La justice se penche à nouveau sur les mystères entourant la mort de l’ancien ministre du Travail Robert Boulin en 1979. Trois juges d’instruction du pôle « cold cases » ont été désignés pour enquêter sur cette mort non élucidée, a annoncé lundi la présidence du tribunal judiciaire de Nanterre. Ces magistrats « vont désormais pouvoir reprendre l’instruction de cette affaire » et « poursuivre de nouvelles investigations sans délai », a-t-elle ajouté dans un communiqué.
Un dossier transféré au pôle des crimes sériels
Le dossier était initialement instruit à Versailles, jusqu’à ce qu’une ordonnance de dessaisissement soit rendue le 28 avril, au profit du pôle des crimes sériels et non élucidés (PCSNE), dit « cold cases ». Le 26 juin, le parquet de Nanterre a saisi la présidence du tribunal pour requérir la désignation d’un juge d’instruction du PCSNE dans l’information judiciaire pour arrestation, enlèvement, séquestration ou détention arbitraire suivie de mort, et assassinat de Robert Boulin.
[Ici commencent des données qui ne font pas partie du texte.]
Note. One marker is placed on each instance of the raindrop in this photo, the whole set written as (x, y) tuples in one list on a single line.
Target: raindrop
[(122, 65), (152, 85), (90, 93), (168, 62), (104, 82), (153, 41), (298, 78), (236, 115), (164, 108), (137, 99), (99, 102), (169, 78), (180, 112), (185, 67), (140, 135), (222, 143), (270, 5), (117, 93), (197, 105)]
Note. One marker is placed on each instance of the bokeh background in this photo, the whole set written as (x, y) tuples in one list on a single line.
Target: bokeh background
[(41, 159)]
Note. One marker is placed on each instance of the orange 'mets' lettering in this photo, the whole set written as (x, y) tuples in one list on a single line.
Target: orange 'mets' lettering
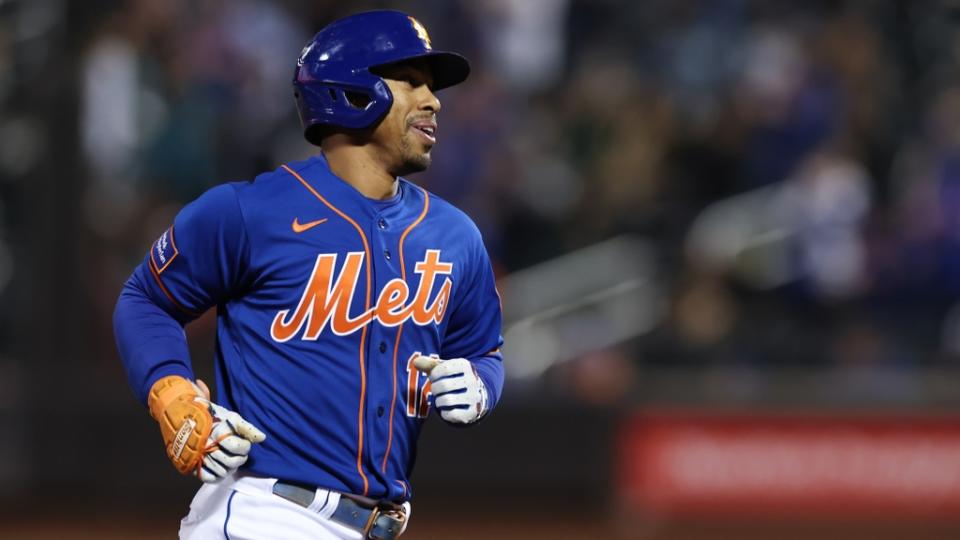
[(327, 300)]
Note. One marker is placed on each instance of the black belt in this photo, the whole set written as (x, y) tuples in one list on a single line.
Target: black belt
[(377, 520)]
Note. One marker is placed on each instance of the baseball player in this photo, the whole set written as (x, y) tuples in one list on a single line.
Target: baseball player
[(350, 303)]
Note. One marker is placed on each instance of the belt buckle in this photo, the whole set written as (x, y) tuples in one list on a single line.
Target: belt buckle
[(384, 523)]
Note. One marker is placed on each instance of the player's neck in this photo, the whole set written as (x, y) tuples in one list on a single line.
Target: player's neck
[(357, 166)]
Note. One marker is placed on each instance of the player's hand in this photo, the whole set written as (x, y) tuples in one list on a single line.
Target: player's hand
[(458, 392), (202, 438)]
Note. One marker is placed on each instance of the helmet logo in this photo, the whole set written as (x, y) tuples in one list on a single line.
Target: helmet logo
[(421, 32)]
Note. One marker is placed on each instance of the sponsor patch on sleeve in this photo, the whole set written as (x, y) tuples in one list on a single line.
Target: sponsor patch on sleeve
[(164, 251)]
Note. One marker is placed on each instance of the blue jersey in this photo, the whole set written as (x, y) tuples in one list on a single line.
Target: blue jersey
[(324, 298)]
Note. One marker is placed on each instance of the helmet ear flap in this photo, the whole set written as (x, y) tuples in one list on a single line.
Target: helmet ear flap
[(340, 104)]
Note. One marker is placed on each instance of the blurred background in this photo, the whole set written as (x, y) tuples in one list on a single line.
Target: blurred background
[(727, 236)]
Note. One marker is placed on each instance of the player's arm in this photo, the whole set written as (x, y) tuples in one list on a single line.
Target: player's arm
[(198, 262), (468, 384)]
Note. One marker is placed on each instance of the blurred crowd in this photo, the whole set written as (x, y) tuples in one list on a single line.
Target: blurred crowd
[(795, 164)]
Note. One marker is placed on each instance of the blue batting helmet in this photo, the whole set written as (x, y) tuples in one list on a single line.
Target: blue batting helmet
[(335, 67)]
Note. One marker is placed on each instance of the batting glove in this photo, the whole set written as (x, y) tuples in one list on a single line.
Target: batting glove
[(458, 392), (203, 439)]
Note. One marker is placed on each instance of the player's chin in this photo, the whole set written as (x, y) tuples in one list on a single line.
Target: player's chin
[(417, 163)]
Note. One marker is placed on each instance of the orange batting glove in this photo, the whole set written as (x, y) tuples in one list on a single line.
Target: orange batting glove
[(202, 438)]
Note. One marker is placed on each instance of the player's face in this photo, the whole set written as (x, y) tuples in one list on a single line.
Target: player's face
[(408, 132)]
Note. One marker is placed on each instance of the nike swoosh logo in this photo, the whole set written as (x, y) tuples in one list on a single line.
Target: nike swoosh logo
[(300, 227)]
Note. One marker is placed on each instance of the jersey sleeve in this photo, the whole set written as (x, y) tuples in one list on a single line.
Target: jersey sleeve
[(200, 261), (475, 323)]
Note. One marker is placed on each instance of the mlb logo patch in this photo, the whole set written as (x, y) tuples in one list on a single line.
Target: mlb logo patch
[(164, 251)]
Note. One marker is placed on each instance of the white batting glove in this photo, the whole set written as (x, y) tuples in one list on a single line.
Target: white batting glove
[(458, 392), (230, 441)]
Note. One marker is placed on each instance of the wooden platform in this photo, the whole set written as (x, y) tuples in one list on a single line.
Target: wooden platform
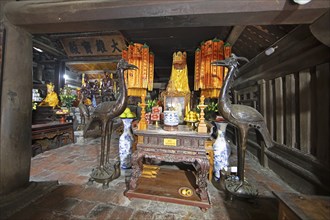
[(165, 187)]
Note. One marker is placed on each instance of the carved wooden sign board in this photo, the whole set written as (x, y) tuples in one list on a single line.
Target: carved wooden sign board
[(104, 45)]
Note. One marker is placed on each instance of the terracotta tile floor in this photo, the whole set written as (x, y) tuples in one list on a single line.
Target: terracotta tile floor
[(71, 166)]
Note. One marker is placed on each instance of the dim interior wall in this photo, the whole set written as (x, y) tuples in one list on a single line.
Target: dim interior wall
[(16, 105), (295, 103)]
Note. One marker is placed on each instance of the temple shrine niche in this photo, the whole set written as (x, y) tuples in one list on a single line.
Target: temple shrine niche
[(140, 80), (208, 78)]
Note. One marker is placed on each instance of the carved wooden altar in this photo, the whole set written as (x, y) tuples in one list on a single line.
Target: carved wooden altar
[(171, 146)]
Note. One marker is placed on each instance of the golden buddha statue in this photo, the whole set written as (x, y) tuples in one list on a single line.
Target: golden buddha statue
[(179, 76), (51, 98)]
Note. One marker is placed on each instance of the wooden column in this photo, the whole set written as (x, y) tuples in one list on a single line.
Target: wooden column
[(16, 111), (279, 110), (290, 112), (305, 110), (322, 113), (269, 108)]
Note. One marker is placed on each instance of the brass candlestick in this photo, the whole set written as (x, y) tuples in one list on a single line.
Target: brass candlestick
[(202, 126), (143, 123)]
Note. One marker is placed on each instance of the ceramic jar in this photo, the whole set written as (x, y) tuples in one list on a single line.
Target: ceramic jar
[(125, 144), (171, 118), (221, 149)]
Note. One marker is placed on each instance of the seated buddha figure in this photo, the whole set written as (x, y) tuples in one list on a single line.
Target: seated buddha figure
[(179, 75), (51, 98)]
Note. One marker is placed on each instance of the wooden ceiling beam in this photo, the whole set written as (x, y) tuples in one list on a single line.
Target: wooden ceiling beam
[(83, 16), (48, 48), (299, 45), (235, 34)]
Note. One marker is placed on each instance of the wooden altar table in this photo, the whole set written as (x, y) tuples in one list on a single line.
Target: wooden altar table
[(52, 130), (171, 146)]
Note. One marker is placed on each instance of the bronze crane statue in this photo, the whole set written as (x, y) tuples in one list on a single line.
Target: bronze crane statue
[(104, 113), (243, 117)]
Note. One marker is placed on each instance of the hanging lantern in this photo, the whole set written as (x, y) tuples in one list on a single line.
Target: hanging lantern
[(140, 80), (209, 78)]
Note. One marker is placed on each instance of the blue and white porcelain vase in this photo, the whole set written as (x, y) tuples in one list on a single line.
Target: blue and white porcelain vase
[(125, 144), (221, 150)]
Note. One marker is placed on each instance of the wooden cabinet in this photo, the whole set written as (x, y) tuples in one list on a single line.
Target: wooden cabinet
[(171, 146)]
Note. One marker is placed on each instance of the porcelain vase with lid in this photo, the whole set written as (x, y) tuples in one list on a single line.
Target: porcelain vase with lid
[(125, 144), (221, 150)]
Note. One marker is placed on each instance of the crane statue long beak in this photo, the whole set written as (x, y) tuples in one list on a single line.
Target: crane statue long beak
[(132, 67), (243, 59), (219, 63)]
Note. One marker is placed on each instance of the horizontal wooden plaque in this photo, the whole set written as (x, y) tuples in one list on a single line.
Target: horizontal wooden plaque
[(170, 141)]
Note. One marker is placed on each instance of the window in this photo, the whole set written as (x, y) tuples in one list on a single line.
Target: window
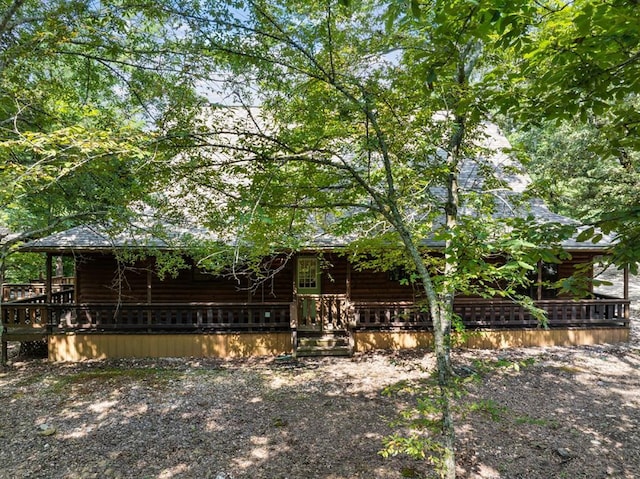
[(308, 275)]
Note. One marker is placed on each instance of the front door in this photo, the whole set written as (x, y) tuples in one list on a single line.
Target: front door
[(308, 290)]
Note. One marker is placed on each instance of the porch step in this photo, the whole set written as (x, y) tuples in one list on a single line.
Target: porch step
[(323, 345)]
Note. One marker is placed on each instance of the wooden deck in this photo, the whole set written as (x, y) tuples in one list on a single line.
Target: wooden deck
[(62, 314), (35, 318)]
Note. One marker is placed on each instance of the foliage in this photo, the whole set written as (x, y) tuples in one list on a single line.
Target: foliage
[(573, 81), (84, 89)]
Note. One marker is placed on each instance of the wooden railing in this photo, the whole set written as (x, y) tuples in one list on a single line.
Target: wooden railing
[(322, 312), (171, 317), (22, 291), (506, 314), (489, 313), (336, 313), (402, 315)]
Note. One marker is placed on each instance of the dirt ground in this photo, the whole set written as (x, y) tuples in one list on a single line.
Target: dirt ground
[(523, 413), (526, 413)]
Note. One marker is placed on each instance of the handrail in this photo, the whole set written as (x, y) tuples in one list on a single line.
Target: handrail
[(279, 316), (149, 317)]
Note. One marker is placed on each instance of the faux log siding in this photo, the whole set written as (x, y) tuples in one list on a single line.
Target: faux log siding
[(98, 281), (334, 278), (377, 286), (278, 288), (97, 276)]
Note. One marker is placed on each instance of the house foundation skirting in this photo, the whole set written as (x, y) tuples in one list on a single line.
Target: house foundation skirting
[(491, 339), (81, 346)]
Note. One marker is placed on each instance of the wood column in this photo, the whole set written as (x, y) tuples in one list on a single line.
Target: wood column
[(47, 286), (627, 311)]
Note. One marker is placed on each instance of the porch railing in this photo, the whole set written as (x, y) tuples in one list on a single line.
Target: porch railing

La famille penche pour un « assassinat politique »
Le 30 octobre 1979, le corps de ce gaulliste historique est retrouvé dans un étang de Rambouillet (Yvelines). Alors ministre du Travail du gouvernement de Raymond Barre, il avait 59 ans. Il était alors perçu comme un potentiel Premier ministre désireux d’incarner, selon sa fille Fabienne Boulin-Burgeat, « une troisième voie contre l’ultracapitalisme ».
La justice a conclu à un suicide. Cependant, sa famille privilégie la thèse de « l’assassinat politique », dans un contexte marqué, sous la présidence de Valéry Giscard d'Estaing, par la mort de trois ministres. Selon Fabienne Boulin-Burgeat, « la thèse du suicide est impossible compte tenu des preuves matérielles et des témoignages ». Elle ajoute : « Mon père était un homme d'État intègre, et sa mort sert des intérêts que nous voulons voir éclaircis. »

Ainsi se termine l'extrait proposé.